October is National Seafood Month and while we’re typically a grass-fed meat-loving company, we want to show our friends in the sea a little love. This month, we’ve included two delicious seafood recipes in addition to our usual fare. Celebrate seafood with our Shrimp and Sausage Gumbo and Seared Scallops. If you’re feeling like a landlubber, the Bison Chili or Chili Dogs should do the trick.
- 2 Tbs. olive oil
- 1 medium onion, chopped
- 1 red bell pepper, chopped (about 3/4” pieces)

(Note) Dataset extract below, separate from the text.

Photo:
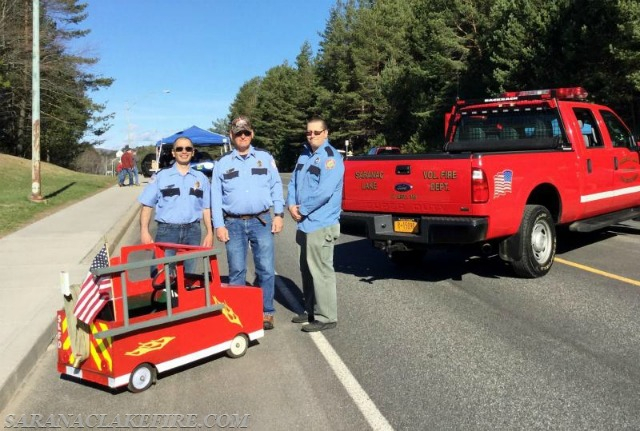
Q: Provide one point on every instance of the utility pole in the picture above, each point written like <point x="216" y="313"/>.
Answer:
<point x="36" y="189"/>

- 1 celery rib, sliced (1/2” pieces)
- 2 cloves garlic, minced
- 1/4 tsp. cayenne pepper
- Salt and black pepper, to taste
- 1 lb. Polish pork sausage or Italian pork sausage, cut into 1/2” slices
- 2 Tbs. flour
- 4 cups chicken stock
- 2 sprigs thyme
- 3/4 lb. shrimp, cooked
- 1/4 cup flat-leaf parsley, chopped
Heat the oil in a large pot; add the onion, bell pepper, celery, garlic, cayenne pepper, salt and black pepper. Cook over medium-high heat until the vegetables are tender. Add sausage until lightly browned. Sprinkle meat and vegetables with flour and stir well. Add chicken stock, sprigs of thyme, and shrimp; bring to a simmer. Season with salt, if needed. Allow to simmer for about 15 minutes. Stir in parsley and remove sprigs of thyme immediately before serving.

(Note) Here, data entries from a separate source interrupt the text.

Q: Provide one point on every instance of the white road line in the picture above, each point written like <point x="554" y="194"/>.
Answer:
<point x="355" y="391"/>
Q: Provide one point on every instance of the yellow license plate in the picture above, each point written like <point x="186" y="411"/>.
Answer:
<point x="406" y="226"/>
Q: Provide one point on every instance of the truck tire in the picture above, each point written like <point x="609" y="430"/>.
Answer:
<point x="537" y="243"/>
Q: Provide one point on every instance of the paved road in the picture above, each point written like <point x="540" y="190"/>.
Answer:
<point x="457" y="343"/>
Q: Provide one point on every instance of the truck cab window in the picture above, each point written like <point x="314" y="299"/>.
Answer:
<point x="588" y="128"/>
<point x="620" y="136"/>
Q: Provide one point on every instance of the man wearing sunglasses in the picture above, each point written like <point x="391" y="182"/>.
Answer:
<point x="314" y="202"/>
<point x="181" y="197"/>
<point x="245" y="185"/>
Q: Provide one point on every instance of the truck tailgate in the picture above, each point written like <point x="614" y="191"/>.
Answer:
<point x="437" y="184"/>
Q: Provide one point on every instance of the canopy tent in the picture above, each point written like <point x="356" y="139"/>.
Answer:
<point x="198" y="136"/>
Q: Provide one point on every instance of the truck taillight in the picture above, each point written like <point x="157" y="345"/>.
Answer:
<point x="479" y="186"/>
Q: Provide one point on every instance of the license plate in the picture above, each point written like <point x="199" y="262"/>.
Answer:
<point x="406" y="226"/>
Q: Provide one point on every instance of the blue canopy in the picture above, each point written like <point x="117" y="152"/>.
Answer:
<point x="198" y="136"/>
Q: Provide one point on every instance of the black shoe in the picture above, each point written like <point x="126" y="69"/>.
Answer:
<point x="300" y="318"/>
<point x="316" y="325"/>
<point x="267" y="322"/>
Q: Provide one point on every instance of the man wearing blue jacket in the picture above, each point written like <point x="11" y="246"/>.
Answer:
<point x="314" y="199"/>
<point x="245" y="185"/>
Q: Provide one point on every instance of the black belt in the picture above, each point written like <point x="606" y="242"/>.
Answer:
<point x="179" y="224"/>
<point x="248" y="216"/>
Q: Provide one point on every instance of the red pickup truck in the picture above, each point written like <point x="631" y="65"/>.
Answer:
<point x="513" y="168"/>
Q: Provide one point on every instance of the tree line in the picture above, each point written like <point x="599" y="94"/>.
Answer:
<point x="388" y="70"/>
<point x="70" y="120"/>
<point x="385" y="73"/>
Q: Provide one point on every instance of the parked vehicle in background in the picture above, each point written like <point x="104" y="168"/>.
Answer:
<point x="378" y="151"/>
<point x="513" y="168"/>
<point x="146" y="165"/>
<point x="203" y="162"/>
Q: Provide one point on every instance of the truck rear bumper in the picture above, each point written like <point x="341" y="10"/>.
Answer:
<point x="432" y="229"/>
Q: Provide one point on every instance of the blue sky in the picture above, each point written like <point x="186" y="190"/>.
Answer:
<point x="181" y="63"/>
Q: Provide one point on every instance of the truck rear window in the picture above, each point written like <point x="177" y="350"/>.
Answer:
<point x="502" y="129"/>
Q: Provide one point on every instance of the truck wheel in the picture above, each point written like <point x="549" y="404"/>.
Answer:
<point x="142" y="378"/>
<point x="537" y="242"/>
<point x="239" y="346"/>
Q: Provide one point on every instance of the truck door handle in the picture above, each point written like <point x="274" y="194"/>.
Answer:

Pat scallops dry. Add butter and olive oil into a large heavy skillet and heat to medium-high. Sprinkle scallops on both sides with salt and pepper. When butter is melted and hot, add scallops. Be sure that the scallops are not touching each other and that the skillet is not overcrowded. Sear scallops for a couple of minutes on each side until they have a golden crust on the outside and remain translucent on the inside.
- 1 lb. ground bison
- 1/2 cup onion, diced
- 8 oz. dry red beans, cooked according to package
- 28 oz. jarred tomatoes, diced
- 28 oz. tomato sauce
- 1 Tbsp. chili powder
- 1/2 tsp. ground cumin
- 1/2 tsp. oregano
- 1 bay leaf
- 1 clove garlic, minced
- 1/2 tsp. celery salt
- Dash ground cinnamon
- Dash ground mustard
- Dash ground black pepper
Brown bison and onion in a large skillet or pot. Add all other ingredients and simmer until flavors are well incorporated, at least 30 minutes.